When used as a preposition in statutes generally, and specifically as used in Violence Against Women Act (VAWA) provision defining "intimate partner" as a person who has cohabited with the abuser "as a spouse," the word "as" means in the role, capacity, or function of, and in a manner similar to, or like. 18 U.S.C.A. § 2261(a),3 2266(A). U.S. v.Barnette, 211 F.3d 803 (4th Cir. 2000). 71 A.L.R.5th, *3.

{¶ 22} Because of the magnitude of legal authority defining the term "cohabitation" for purposes of different domestic violence statutes, I must dissent from the majority opinion.

{¶ 23} As noted by Williams, cohabitation means the "sharing of familial or financial responsibilities and consortium." Id., 465, emphasis added. When two unmarried people share financial responsibilities and engage in consortium with one another, what else have we done historically as a society other than to recognize that relationship as one that possesses the "design, qualities, significance or effect of marriage." See,State v. Ward, Green App. No. 2005-CA-75, 2006-Ohio-1407, ¶ 31- ¶ 36.

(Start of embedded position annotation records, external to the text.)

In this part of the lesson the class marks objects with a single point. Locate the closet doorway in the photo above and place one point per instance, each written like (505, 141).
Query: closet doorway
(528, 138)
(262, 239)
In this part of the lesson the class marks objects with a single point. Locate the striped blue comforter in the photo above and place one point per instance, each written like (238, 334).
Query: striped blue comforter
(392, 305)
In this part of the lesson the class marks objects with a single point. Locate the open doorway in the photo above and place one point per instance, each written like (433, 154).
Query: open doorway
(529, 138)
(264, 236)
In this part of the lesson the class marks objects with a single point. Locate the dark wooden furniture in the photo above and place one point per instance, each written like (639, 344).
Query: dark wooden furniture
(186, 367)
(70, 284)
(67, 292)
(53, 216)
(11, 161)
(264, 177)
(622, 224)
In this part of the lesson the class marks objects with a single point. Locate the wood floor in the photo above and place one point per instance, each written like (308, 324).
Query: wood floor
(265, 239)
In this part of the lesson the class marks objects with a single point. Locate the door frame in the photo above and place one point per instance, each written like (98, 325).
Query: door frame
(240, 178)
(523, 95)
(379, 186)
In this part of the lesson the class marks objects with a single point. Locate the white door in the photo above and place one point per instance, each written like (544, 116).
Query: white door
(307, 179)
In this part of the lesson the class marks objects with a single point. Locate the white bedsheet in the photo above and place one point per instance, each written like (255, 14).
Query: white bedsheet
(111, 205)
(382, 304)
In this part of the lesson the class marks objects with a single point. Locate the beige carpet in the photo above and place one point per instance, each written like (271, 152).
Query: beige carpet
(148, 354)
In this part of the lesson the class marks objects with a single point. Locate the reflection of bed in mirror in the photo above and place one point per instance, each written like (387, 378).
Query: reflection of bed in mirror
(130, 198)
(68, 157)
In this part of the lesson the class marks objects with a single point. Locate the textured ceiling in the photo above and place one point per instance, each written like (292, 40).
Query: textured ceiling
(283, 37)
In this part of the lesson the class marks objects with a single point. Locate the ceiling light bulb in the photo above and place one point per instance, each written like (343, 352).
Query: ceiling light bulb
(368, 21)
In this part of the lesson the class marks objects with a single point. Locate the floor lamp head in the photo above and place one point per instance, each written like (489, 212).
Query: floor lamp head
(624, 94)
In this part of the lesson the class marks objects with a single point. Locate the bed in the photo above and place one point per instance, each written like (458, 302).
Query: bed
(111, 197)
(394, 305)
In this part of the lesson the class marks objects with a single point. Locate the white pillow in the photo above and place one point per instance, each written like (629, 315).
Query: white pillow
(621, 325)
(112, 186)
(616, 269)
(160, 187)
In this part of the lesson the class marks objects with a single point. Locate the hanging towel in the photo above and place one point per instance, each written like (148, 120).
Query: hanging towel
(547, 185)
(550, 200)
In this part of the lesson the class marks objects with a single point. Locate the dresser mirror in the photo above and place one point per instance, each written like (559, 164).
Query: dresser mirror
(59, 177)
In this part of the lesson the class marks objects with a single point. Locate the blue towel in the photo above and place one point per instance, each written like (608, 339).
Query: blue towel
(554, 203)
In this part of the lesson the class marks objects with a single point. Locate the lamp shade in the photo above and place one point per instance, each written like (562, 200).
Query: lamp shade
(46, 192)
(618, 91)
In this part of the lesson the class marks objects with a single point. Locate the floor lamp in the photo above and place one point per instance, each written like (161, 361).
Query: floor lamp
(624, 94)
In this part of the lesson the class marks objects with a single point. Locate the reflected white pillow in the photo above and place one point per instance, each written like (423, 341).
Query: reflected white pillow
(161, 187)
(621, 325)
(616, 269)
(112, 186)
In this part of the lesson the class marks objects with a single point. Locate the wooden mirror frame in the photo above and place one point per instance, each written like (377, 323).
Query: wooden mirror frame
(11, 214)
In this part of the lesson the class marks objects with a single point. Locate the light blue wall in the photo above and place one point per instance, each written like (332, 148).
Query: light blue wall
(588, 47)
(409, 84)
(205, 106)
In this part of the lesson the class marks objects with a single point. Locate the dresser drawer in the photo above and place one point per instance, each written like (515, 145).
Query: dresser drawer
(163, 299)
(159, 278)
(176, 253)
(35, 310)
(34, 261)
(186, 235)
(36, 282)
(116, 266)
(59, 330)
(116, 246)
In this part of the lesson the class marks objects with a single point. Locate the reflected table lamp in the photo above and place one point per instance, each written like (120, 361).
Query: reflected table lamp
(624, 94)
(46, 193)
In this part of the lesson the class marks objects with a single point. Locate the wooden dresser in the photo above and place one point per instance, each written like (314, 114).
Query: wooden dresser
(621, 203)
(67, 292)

{¶ 24} When two unmarried people are deemed cohabitants under the domestic violence statute, they attain a legal status: each may prosecute the other person for an act of violence under the statute. It is a crime quite different from a general assault, precisely because of the special intimacy of the parties.

{¶ 25} For the foregoing reasons, I would find R.C. 2919.25 unconstitutional because it conflicts with the Ohio Constitution, Art. XV, § 11.

1 For a very scholarly critique of the standard of review used in Burk and purportedly applied in Smead, supra, see Judge Fain's analysis in State v. Ward, Green App. No. 2005-CA-75, 2006-Ohio-1407. Also, see, the similarly rigorous analysis originally provided in the common pleas court opinion by Judge Friedman in State v. Burk (Mar. 23, 2005) Cuyahoga Common Pleas No. CR-462510.

2 Common law marriages were abolished in Ohio in 1991.

3 "§ 2261. Interstate domestic violence

(a) Offenses.

(1) Travel or conduct of offender. A person who travels in interstate or foreign commerce or enters or leaves Indian country or within the special maritime and territorial jurisdiction of the United States with the intent to kill, injure, harass, or intimidate a spouse, intimate partner, or dating partner, and who, in the course of or as a result of such travel, commits or attempts to commit a crime of violence against that spouse, intimate partner, or dating partner, shall be punished as provided in subsection (b).

(2) Causing travel of victim. A person who causes a spouse, intimate partner, or dating partner to travel in interstate or foreign commerce or to enter or leave Indian country by force, coercion, duress, or fraud, and who, in the course of, as a result of, or to facilitate such conduct or travel, commits or attempts to commit a crime of violence against that spouse, intimate partner, or dating partner * * *."